Many employees now turn to generative AI not just for answers, but for help summarising documents, drafting content, analysing datasets, and writing code.
It has become a useful assistant, embedded into everyday work. But what is now coming into focus is the security impact of this shift. As GenAI use accelerates, so too does the amount of sensitive information flowing through it. The result is a long list of GenAI-related data exposure incidents that have increased nearly fivefold year-on-year, creating a volume and velocity of leakage that enterprises have never had to manage before.
data leaks are the natural consequence of deploying technology that ingests data faster than most security models can handle. But as GenAI becomes the default way work gets done, every enterprise must understand that a tool built for speed and convenience has fundamentally altered their risk landscape.
GenAI Adoption is Outpacing Governance
Over the past year, the number of people using SaaS-based GenAI applications like ChatGPT and Gemini has tripled, while the volume of prompts sent to those tools has increased sixfold. In some organizations, that translates into tens of thousands—or even millions—of prompts every month.
However, GenAI usage no longer fits the assumptions most enterprise security models were built around. Traditional controls are typically designed for browser-based access, clearly defined applications, and policy enforcement at known boundaries. GenAI breaks those assumptions.
For GenAI to be useful, these it must be given context. That often means employees feeding models with internal material, whether content, operational data, or customer information, as part of everyday work. But that also means sensitive data is routinely moved into environments where traditional monitoring and protection controls don’t often apply, increasing the risk of unintended exposure or downstream misuse.
Increasingly, AI is being accessed and integrated through APIs, embedded directly into internal tools, workflows, and automation pipelines. Today, around 70% of organizations connect to GenAI services through programmatic interfaces rather than traditional browser sessions, shifting large volumes of AI activity outside the places security teams have historically focused controls on.
But when these controls introduce friction or limit functionality, users adapt, switching tools, accounts, or interfaces to keep work moving. In fact, 47% of GenAI users still rely on personal or unmanaged AI applications, with many moving back and forth between personal and enterprise accounts.
Even when organizations provide approved tools, this switching creates blind spots that make consistent oversight difficult. These blind spots can be exploited, whether by attackers looking for easier entry points or by accidental leakage that goes unnoticed until too late.
For security teams, the strain around GenAI is already visible. The average organization now sees around 223 incidents of users violating GenAI data policies every month; a reflection of how hard it is to establish guardrails around a technology that is spreading faster than policies, processes, and monitoring can keep up.
The challenge enterprises have is finding a way to shore up defenses, but without slowing the productivity gains that made the technology indispensable in the first place.
Why Security Must Follow the User, Not the Interface
Thankfully, there are clear practices and solutions enterprises can adopt to reduce exposure and regain visibility as GenAI use continues to expand. That is in the form of a sustainable security model that focuses less on where GenAI is accessed, and more on who is using it, how they are using it, and what data is involved.
That means applying zero trust principles to GenAI interactions: verify identity and context and apply consistent controls to every transaction, not just the ones that happen in the browser. Because understanding which identity—human or system—is interacting with a GenAI service is key, particularly as AI becomes more deeply integrated into internal workflows. Identity provides the anchor point for consistent policy enforcement, regardless of interface or access method.
Equally important is behaviour. GenAI risk is not static; it changes based on how frequently tools are used, what types of data are shared, and how those patterns evolve over time. Security teams need the right solutions that provide visibility into usage behaviours that signal increased exposure, such as sudden spikes in data uploads or repeated interactions involving sensitive information, rather than relying solely on binary controls. In practice, it means visibility must extend across both inline traffic and API-based access, as GenAI is increasingly embedded into tools and workflows rather than accessed through a single interface.

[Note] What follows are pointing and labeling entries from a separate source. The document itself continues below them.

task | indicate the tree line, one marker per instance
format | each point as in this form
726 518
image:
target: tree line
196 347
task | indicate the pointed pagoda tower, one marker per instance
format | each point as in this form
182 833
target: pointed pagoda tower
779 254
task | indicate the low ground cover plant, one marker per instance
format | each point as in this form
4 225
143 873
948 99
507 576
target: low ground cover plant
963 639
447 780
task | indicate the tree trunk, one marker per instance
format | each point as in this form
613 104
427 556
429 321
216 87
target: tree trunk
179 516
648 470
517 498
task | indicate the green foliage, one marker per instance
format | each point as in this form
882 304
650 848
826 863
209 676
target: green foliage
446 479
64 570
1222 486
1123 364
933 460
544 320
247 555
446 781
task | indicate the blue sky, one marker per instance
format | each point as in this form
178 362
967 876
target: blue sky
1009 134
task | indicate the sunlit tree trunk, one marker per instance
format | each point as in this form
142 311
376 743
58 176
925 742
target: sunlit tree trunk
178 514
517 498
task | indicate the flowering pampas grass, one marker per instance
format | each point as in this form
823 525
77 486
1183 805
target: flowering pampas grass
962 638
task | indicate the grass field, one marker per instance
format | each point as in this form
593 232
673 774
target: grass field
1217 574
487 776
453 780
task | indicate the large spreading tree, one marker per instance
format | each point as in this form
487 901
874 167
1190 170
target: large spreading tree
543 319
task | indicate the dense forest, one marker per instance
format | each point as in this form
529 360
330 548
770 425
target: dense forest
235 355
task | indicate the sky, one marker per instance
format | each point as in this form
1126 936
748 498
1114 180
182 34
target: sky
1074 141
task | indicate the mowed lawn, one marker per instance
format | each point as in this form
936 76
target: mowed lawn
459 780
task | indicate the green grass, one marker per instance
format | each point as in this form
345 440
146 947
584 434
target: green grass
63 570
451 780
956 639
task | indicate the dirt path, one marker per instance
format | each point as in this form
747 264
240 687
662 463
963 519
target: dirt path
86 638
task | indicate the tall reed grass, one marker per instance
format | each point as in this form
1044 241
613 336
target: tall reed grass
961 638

That visibility needs to be paired with data protection that travels with the data itself. Because GenAI relies on ingesting information, organizations need controls that can continuously identify and protect sensitive material as it moves into AI systems. This is where Data Loss Prevention (DLP) becomes essential, not as a blunt blocking mechanism, but to recognise sensitive content in context and apply guardrails that distinguish acceptable use from genuine risk.
None of this works without clear, enforceable policies. Allow-and-block policies can still play an important role in reducing unnecessary exposure, particularly for GenAI tools that don’t serve a legitimate business purpose or introduce disproportionate risk. But policies must be flexible enough to support legitimate GenAI use, while still providing human oversight and accountability when sensitive data is involved.
These practices highlight that securing GenAI is now about aligning identity, behaviour, and data protection so security follows user intent and data movement – wherever and however GenAI is used.
Where GenAI Security Goes Next
GenAI is already here and it is reshaping how work gets done, and with it, how data moves through the enterprise. Treating it like a controlled experiment or a niche risk only widens the gap between how people work and how security is applied.
Closing that gap requires security teams to rethink long-held assumptions and to build controls that move at the same pace as the workforce they are meant to protect.